“Portas Giratórias” entre funções judiciais e políticas

Tendo sido tornado público que o Conselho Superior da Magistratura vai analisar a possibilidade de propor limitações ao exercício de funções em cargos de nomeação política por juízes, a ASJP expressa o seu apoio a essa iniciativa, na sequência das posições que tem vindo a defender a esse propósito.

1. No documento Compromisso Ético dos Juízes Portugueses – Princípios para a Qualidade e Responsabilidade, aprovado em 2008, os juízes acolheram os seguintes princípios orientadores:

“Sem prejuízo das situações legalmente previstas, o juiz, para preservar a sua independência e imparcialidade, rejeita a participação em actividades políticas ou administrativas que impliquem a subordinação a outros órgãos de soberania ou o estabelecimento de relações de confiança política. Se, ainda assim, aceitar exercer tais actividades, é adequado que cesse ou suspenda voluntariamente a qualidade de juiz nos termos estatutariamente previstos”;

“Os juízes rejeitam a participação em actividades extrajudiciais que ponham em causa a sua imparcialidade e que contendam ou possam vir a contender com o exercício da função ou que condicionem a confiança do cidadão na sua independência e na imparcialidade da sua decisão”.

2. No Parecer de Novembro de 2018, durante o processo legislativo de revisão do Estatuto dos Magistrados Judiciais, a ASJP propôs a eliminação da possibilidade de os juízes exercerem funções em cargos de confiança política ministerial.

A proposta não foi aceite pela Assembleia da República.

3. No documento Reforço da Transparência e Integridade na Justiça, de Novembro de 2020, dirigido ao Conselho Superior da Magistratura e ao Conselho Superior dos Tribunais Administrativos e Fiscais, a ASJP propôs a alteração das práticas dos conselhos superiores no que respeita à nomeação de juízes para comissões de serviço não judiciais em cargos que impliquem o estabelecimento de relações de confiança ou dependência de interesses de natureza política, económica, empresarial, desportiva ou outra, incompatíveis com a percepção pública de independência e imparcialidade da justiça.

Defendeu, ainda, uma alteração do Estatuto dos Magistrados Judiciais, no sentido de vir a ser proibido o regresso a funções judiciais após o exercício, pelos juízes, dos cargos políticos previstos na Lei 37/87: Presidente da República, Presidente da Assembleia da República, deputado à Assembleia da República, membro do Governo, deputado ao Parlamento Europeu, Representante da República nas regiões autónomas, membro de órgão de governo próprio de região autónoma e membro de órgão representativo de autarquia local.

O Conselho Superior da Magistratura recusou, nessa altura, abrir a discussão sobre esta matéria, não tendo, sequer, aceitado receber a ASJP.

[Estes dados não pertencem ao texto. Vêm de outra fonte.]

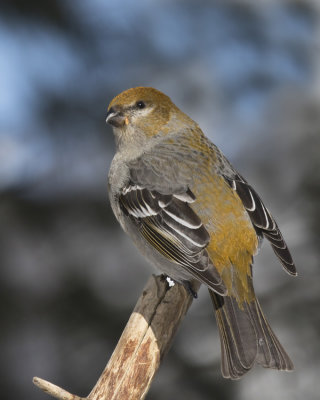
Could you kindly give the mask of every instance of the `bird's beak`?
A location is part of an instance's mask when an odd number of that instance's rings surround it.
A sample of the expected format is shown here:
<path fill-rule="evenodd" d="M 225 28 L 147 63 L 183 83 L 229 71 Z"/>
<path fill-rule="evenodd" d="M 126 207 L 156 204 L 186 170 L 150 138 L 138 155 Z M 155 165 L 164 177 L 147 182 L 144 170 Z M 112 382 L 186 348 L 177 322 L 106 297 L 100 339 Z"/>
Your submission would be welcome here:
<path fill-rule="evenodd" d="M 116 128 L 121 128 L 129 123 L 128 118 L 122 112 L 114 110 L 108 111 L 106 122 Z"/>

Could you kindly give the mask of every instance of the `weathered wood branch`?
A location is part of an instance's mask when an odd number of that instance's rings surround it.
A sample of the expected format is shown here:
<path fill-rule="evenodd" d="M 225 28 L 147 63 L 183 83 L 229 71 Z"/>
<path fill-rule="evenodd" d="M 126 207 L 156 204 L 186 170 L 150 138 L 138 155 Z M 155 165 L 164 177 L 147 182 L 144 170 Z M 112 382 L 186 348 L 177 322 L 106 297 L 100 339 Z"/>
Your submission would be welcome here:
<path fill-rule="evenodd" d="M 34 378 L 33 382 L 60 400 L 144 399 L 191 303 L 192 296 L 182 285 L 170 288 L 162 276 L 152 276 L 107 366 L 87 397 L 70 394 L 40 378 Z"/>

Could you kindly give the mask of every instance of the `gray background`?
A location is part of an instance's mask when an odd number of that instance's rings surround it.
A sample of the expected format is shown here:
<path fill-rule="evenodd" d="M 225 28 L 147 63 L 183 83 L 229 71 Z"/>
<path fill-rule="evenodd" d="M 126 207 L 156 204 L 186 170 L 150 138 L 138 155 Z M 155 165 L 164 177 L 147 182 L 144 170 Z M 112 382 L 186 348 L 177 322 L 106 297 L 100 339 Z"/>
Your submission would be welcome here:
<path fill-rule="evenodd" d="M 258 297 L 296 370 L 220 374 L 202 289 L 149 399 L 319 398 L 318 1 L 23 1 L 0 11 L 1 399 L 87 395 L 155 272 L 111 214 L 114 95 L 154 86 L 272 210 L 299 276 L 268 245 Z"/>

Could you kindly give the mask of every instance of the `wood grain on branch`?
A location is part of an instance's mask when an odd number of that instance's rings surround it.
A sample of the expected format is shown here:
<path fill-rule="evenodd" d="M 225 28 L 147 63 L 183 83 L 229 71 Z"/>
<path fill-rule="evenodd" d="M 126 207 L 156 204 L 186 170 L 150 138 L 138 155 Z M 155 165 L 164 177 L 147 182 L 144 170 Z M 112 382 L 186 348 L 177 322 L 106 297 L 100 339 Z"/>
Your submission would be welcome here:
<path fill-rule="evenodd" d="M 72 395 L 40 378 L 34 378 L 34 383 L 60 400 L 144 399 L 191 303 L 192 296 L 182 285 L 170 288 L 162 276 L 152 276 L 107 366 L 87 397 Z"/>

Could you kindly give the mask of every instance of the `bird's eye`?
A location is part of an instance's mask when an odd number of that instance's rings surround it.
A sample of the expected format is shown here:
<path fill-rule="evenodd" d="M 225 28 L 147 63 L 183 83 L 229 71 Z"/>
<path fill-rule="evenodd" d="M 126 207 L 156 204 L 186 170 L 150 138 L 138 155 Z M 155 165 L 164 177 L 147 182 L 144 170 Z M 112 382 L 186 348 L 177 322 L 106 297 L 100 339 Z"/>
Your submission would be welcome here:
<path fill-rule="evenodd" d="M 143 102 L 143 101 L 137 101 L 136 102 L 136 106 L 138 107 L 138 108 L 140 108 L 140 109 L 142 109 L 142 108 L 145 108 L 145 103 Z"/>

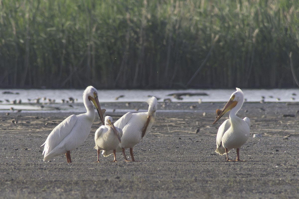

4. A ASJP lembra, também, que a questão das “portas giratórias” entre política e justiça tem estado nas preocupações de diversas instituições internacionais de referência.

No documento Prevenção da Corrupção, Membros do Parlamento, Procuradores e Juízes, Conclusões e Tendências, o GRECO – Grupo de Estados Contra a Corrupção manifestou reservas em relação ao exercício de actividades de natureza política por juízes que não cessaram funções e às “portas giratórias” entre política e justiça.

O CCJE – Conselho Consultivo dos Juízes Europeus, nos pareceres 3 (2002), sobre ética e responsabilidade dos juízes, e 21 (2018), sobre corrupção judicial, expressou o entendimento de que o juiz não deve ter qualquer actividade política capaz de comprometer a independência ou de pôr em causa a aparência de imparcialidade.

No Relatório da 4ª Reunião do Grupo de Integridade Judicial das Nações Unidas, a propósito dos padrões de conduta judicial, defendeu-se que o juiz apenas pode desempenhar funções noutros cargos se não forem inconsistentes com a percepção de imparcialidade e neutralidade política.

O Centro Internacional para a Prevenção Criminal, no documento Fortalecer a Integridade Judicial contra a Corrupção, considerou como indicador de percepção pública de corrupção judicial a nomeação para cargos resultantes de confiança politica.

5. Devendo estabelecer-se uma adequada distinção entre funções, no Governo ou noutros órgãos dependentes do executivo, de nomeação e confiança política, cujo exercício é subordinado a um programa político-partidário, e funções técnicas de aconselhamento, em que não se verifica aquela dependência, a ASJP, na linha dos princípios orientadores estabelecidos em 2008 e das suas propostas anteriores, é favorável a que se abra um processo de discussão com vista à alteração do Estatuto dos Magistrados Judiciais, limitando as comissões de serviço não judicial que podem ser exercidas por juízes, tornando mais exigentes os critérios de autorização pelos conselhos superiores e impedindo o exercício de funções de confiança político-partidária ou o regresso a funções judiciais após o seu exercício.